Part II · The Illusion of Control · No. 18

The Tariff That Backfired

How an attempt to protect American farmers during the Great Depression made everything worse.

2 min read · from UNINTENDED by Mayank Mehta

In the months following the stock market crash of October 1929, American farmers were in crisis. Crop prices were collapsing, and foreign competition was undercutting them at every turn. Senators Reed Smoot and Willis Hawley proposed a solution that seemed like common sense: raise tariffs on imported goods to protect domestic agriculture and give American producers breathing room.

The Smoot-Hawley Tariff Act, signed into law in June 1930, did more than protect farmers. By the time it passed, lobbyists from virtually every American industry had pushed to be included. The final bill raised tariffs on over twenty thousand imported goods by an average of twenty percent. It was one of the most sweeping trade restrictions in American history.

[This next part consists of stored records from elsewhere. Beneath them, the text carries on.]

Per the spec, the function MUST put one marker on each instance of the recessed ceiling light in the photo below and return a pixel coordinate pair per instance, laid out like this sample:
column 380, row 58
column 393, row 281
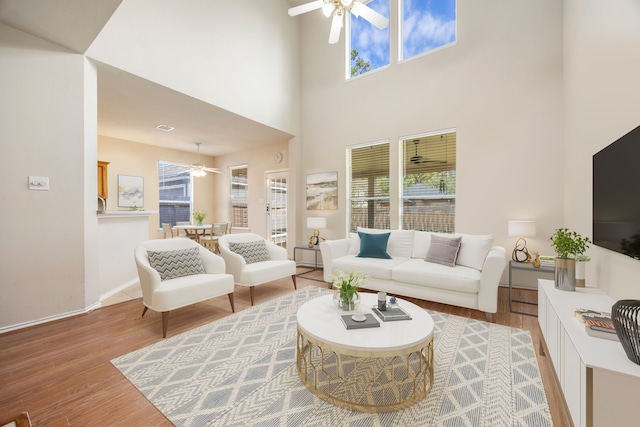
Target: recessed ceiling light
column 165, row 128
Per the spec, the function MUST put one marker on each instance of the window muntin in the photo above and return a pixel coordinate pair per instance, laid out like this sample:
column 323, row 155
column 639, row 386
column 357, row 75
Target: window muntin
column 429, row 182
column 175, row 186
column 426, row 25
column 239, row 194
column 368, row 45
column 368, row 180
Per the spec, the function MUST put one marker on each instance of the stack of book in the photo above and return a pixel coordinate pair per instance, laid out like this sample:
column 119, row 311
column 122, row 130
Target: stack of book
column 597, row 323
column 547, row 261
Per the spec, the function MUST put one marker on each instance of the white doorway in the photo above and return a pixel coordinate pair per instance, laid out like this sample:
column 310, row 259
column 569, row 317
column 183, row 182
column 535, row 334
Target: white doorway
column 277, row 202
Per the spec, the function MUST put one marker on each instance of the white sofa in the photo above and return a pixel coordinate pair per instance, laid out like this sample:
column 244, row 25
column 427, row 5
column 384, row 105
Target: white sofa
column 472, row 282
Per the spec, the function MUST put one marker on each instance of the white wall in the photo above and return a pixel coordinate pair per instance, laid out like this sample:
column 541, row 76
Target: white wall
column 500, row 87
column 601, row 71
column 238, row 55
column 42, row 132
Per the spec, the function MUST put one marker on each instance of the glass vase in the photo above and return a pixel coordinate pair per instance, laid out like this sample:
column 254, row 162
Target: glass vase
column 344, row 304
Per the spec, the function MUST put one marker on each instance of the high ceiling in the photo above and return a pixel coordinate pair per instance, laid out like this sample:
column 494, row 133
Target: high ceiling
column 130, row 107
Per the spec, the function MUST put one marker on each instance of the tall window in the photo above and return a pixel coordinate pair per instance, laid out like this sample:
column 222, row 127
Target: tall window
column 429, row 182
column 176, row 192
column 369, row 186
column 239, row 197
column 369, row 46
column 426, row 25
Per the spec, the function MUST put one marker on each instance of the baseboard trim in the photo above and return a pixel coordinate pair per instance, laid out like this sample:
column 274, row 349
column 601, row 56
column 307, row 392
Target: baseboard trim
column 30, row 323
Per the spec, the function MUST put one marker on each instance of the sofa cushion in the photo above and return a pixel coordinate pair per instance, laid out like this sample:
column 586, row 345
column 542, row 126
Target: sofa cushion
column 474, row 249
column 254, row 251
column 176, row 263
column 378, row 268
column 400, row 241
column 421, row 242
column 443, row 250
column 430, row 275
column 373, row 245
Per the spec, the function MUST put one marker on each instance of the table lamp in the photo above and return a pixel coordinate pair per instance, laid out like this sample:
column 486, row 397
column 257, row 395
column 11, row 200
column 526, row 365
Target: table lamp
column 521, row 229
column 317, row 224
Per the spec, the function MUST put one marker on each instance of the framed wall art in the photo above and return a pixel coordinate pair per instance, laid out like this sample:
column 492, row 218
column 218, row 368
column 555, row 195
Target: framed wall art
column 130, row 191
column 322, row 191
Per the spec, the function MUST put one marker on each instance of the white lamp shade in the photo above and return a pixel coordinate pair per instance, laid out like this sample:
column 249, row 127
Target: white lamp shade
column 316, row 223
column 522, row 228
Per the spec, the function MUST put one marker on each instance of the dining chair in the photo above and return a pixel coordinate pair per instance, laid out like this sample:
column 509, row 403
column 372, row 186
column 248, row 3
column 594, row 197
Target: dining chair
column 210, row 239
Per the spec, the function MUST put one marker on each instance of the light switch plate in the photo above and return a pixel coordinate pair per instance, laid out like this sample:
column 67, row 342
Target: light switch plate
column 40, row 183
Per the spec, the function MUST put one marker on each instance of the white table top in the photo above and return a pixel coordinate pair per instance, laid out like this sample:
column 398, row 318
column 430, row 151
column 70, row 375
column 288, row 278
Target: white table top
column 320, row 319
column 193, row 227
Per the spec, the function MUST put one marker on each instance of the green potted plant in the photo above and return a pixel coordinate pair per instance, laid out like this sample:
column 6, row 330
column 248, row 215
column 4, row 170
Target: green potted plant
column 199, row 216
column 568, row 245
column 347, row 297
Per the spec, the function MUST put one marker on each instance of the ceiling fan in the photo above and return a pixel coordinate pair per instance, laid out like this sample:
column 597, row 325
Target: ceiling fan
column 417, row 160
column 198, row 169
column 337, row 8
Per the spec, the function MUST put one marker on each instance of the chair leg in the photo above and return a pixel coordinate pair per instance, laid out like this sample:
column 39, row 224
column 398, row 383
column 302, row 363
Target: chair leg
column 233, row 308
column 165, row 323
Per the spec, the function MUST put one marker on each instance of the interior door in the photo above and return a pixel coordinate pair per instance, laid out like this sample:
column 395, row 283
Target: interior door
column 277, row 200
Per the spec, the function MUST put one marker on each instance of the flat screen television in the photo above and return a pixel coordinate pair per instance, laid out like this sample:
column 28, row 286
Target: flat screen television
column 616, row 195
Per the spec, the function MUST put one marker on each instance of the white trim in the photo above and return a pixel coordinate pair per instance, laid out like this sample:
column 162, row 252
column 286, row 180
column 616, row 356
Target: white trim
column 50, row 318
column 120, row 288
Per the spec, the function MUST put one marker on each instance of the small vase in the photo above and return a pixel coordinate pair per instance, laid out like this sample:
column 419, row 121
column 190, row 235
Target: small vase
column 565, row 274
column 580, row 274
column 346, row 305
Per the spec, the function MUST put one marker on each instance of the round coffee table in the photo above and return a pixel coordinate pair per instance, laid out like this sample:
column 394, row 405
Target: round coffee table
column 379, row 369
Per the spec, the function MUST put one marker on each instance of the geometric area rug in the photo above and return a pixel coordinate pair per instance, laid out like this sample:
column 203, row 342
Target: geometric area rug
column 241, row 371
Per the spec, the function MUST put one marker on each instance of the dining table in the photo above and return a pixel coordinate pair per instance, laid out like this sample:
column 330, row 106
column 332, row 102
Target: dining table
column 193, row 231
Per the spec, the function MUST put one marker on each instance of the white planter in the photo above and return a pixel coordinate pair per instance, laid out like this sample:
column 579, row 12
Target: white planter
column 580, row 273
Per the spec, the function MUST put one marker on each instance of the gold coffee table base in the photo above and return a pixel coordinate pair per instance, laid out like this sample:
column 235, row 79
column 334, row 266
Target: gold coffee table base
column 366, row 381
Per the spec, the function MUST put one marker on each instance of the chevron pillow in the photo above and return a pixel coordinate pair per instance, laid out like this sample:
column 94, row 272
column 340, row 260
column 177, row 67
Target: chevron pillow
column 178, row 263
column 251, row 251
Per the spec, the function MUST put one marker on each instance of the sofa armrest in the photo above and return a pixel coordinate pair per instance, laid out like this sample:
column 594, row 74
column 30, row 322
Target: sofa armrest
column 494, row 265
column 277, row 252
column 330, row 250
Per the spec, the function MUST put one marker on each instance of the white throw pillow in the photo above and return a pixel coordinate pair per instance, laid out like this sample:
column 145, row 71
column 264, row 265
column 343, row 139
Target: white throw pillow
column 474, row 249
column 255, row 251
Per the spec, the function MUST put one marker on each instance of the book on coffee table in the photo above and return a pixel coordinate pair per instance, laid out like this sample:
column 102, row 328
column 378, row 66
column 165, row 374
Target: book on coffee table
column 369, row 322
column 391, row 313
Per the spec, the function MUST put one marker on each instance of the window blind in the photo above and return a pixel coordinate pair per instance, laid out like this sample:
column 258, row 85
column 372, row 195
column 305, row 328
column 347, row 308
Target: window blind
column 369, row 186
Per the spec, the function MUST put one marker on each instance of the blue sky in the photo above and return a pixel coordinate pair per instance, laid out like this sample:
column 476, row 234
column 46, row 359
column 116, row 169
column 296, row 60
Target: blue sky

The reaction from the rest of the world was immediate and predictable. Trading partners retaliated with tariffs of their own. Canada, Britain, France, Germany, and dozens of other nations raised barriers against American goods. Within four years, global trade had collapsed by roughly sixty-five percent. The international commerce that had connected economies and sustained growth simply dried up.

The farmers the act was designed to protect were among its worst casualties. Countries that had once been reliable buyers of American wheat, cotton, and tobacco turned to other suppliers. Harvests that had previously been exported now rotted in warehouses. Farm incomes, already in decline, fell further.

The Smoot-Hawley tariff didn't cause the Great Depression. The Depression had deeper roots. But it poured gasoline on a fire that was already burning. By severing the trade connections that linked economies together, it deepened the downturn and prolonged the recovery. What was supposed to be a shield for American workers became a wall that locked everyone inside with the damage.

The price was steep. But it was paid. In the tariff's aftermath, the United States reversed course, passing the Reciprocal Trade Agreements Act in 1934 and eventually helping to create the General Agreement on Tariffs and Trade. The entire modern architecture of international commerce was built, in part, as a reaction to the disaster that one protectionist bill had helped create.